Storytellers need to tell a story.
What works in the written form is not the same when it becomes a movie or tv series.
n movie or tv get done with going through a focus group
TV and films are directors' mediums and require changes to adapt a story to that style of storytelling.
The writer is on the bottom of the tottomen pole
behind the director, producer, actors special effects people etc.
in the tv Outlander, you can see a lot of changes from the original books.

I'm rather...

I'm rather the reader. I write only when I can't find what I want to read.

It's not exact wording. I write when I start missing something. Then my writing is filling that void.

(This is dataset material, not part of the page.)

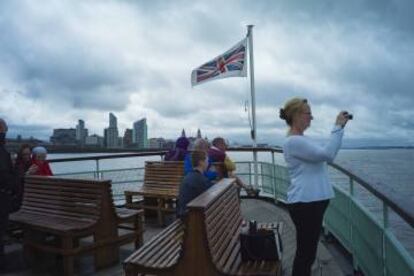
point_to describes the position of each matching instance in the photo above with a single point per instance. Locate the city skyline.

After each story the composite world image is more complete. Every new story adds something to that image. Write, make our world!

Doubts?

Iolanthe Portmanteaux's picture

It depends on what you call "doubts." I don't doubt whether it's worthwhile -- to both me and to the reader. I have evolved a few aims and/or beliefs over the years about writing. A long time back I had the aim to write in such a way that the reader would HAVE to continue reading, even if they didn't want to. Then, since Robert Graves' The Reader Over Your Shoulder, I try to write (and rewrite) to remove obstacles to reading -- meaning that anyplace that my eye stops or hesitates, it's something that needs fixing.

That's mechanics, though.

I get BRIEFLY disheartened when I read someone whose work is superior to mine. I had that feeling when I re-read The Great Gatsby a month ago. I get that feeling when I go through a few pages of Look Homeward, Angel. I know I'm outclassed and I don't know how to get into that class. Except, I suppose, by writing.

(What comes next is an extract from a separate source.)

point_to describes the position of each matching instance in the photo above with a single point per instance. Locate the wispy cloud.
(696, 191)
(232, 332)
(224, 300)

I have a ton of story ideas in various stages of development. Some are nothing more than ideas. Others have extensive, contradictory notes and outlines. A few have several chapters written. I look through them, all of them, at least once a week, and ask myself, Why? -- but it's not an existential cry. It's a search for a spark or a flash or a laugh that maybe I didn't see last week, but maybe I'll see it now. There has to be something in there calling to me.

So, THAT -- finding a nugget to grow into a story -- the finding is fun. The working out of the idea, the bones and the flesh and the clothes -- that's fun, too.

I mean, I often ask myself, "Why should anyone care about this story I'm writing?" I ask that just as often as I wonder why *I* should care about the story I'm writing. But it's not a question of should I write or should I not write. The questions are there because I'm GOING to write it, and those questions are a focus: I have to make it good for myself in some way, and I have to take care of the reader, too.

Most days, the only effort is starting.

One suggestion I dare to make is that -- if you have a story that you want to write but are worried about its reception, you should make a nice pseudonym and post it there. I was tormented for ten years by the situation in Sexual Innovations in the Underworld, and when I finally posted it, no one started screaming. I didn't get any lightning bolts in my email. I think most people who read it, read it furtively and then slunk away, like someone who's afraid they parked too close to the adult book store.

That tickles me.

So anyway, that's me in my little world.

Sammy, your blog made me realize that I haven't read any of your pieces, so I've gotten to work on that. I began "Painted from Memory" just before I started writing this comment, so I should have something to say there soon.

Hugs and thanks for being a part of this BCTS place!